If anybody ever learned to play guitar or keyboard, then you can learn to play the Megatar.
Did you know that on a piano the left and right hands have to learn different fingering patterns for each scale/key and that each key signature demands a different pattern of black and white keys?  On the Megatar the patterns for major scale, minor scales, blues scales, chord forms, etc. are the same regardless of what key and where on the fretboard you are.
There are a lot of notes (300 to be exact), but you don’t need to play them all at the same time. 
It might look intimidating, but when tuned in straight 4ths the geometry and patterns of the fretboard are easier to comprehend than standard guitar tuning.
If you think you could figure out how to play bass, this is just more of the same, but the actual playing technique is easier than bass or guitar because both hands are using the same technique.  Such that one hand does not need to learn a bunch of different stuff like, picking, or finger patterns, slapping, strumming, etc.  Rather both hands use the same technique.
Organ players regularly play with each hand on it’s own set of keys while also using their feet to play bass patterns.  Playing a Megatar is easier than that.
Accordion players play with both hands, and work the bellows at the same time.
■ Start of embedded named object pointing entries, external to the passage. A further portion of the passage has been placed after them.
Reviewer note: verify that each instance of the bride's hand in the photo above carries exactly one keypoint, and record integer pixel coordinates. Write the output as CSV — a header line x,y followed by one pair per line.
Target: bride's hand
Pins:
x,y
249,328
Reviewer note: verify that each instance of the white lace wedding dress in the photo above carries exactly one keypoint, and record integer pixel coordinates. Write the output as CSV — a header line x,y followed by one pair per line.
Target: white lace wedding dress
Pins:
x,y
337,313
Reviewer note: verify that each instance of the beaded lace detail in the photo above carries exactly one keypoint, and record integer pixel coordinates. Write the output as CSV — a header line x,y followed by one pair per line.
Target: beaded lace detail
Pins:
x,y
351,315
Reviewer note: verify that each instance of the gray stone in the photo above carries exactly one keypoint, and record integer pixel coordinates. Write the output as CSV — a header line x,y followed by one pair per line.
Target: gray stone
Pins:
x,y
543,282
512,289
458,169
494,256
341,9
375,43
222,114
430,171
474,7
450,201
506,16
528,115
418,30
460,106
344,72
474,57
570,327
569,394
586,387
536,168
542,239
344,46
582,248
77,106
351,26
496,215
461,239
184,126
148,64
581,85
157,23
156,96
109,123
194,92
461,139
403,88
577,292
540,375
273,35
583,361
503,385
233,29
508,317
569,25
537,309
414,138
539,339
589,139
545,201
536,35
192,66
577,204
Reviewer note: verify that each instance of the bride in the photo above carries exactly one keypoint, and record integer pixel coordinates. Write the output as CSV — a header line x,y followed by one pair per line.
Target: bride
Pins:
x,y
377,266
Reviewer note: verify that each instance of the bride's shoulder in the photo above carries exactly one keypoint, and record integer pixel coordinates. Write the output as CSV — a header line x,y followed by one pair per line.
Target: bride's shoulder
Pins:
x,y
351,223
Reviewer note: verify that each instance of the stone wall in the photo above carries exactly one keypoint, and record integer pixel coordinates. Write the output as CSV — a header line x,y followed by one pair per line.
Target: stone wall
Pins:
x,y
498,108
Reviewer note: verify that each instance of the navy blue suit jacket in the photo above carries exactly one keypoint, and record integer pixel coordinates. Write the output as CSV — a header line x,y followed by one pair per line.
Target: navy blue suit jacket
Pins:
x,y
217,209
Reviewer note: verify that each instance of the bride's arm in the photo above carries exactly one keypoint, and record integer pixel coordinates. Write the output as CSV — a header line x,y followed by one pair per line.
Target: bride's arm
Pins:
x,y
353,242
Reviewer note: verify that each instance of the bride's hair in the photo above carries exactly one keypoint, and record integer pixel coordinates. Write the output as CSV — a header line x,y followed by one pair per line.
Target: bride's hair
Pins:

In fact there are a lot of instruments that are much more difficult to master than the Megatar, and thousands of touch-style players around the world have proven that it can be done.
Standard bass instructional materials apply to the 4ths tuned Megatar, especially those geared toward 6-string bass and/or fretboard tapping technique. 
Any bass player who knows their way around a 6-string bass will be able to make sense of a Megatar. And what the left hand already knows flows quickly over to the right hand.
Every instrument ships with a set of 4 method books, a fretboard map and a music theory chart to get you started.
Tappistry.org is an online forum dedicated to two-handed tapping on any stringed
instrument and is a great resource for asking questions, connecting with other players and learning to play the Megatar.
If you choose a Chapman Stick style tuning there is a wealth of great instructional material and resources out there and an active forum.  Just don’t let them know your playing a Megatar or you might get hurt.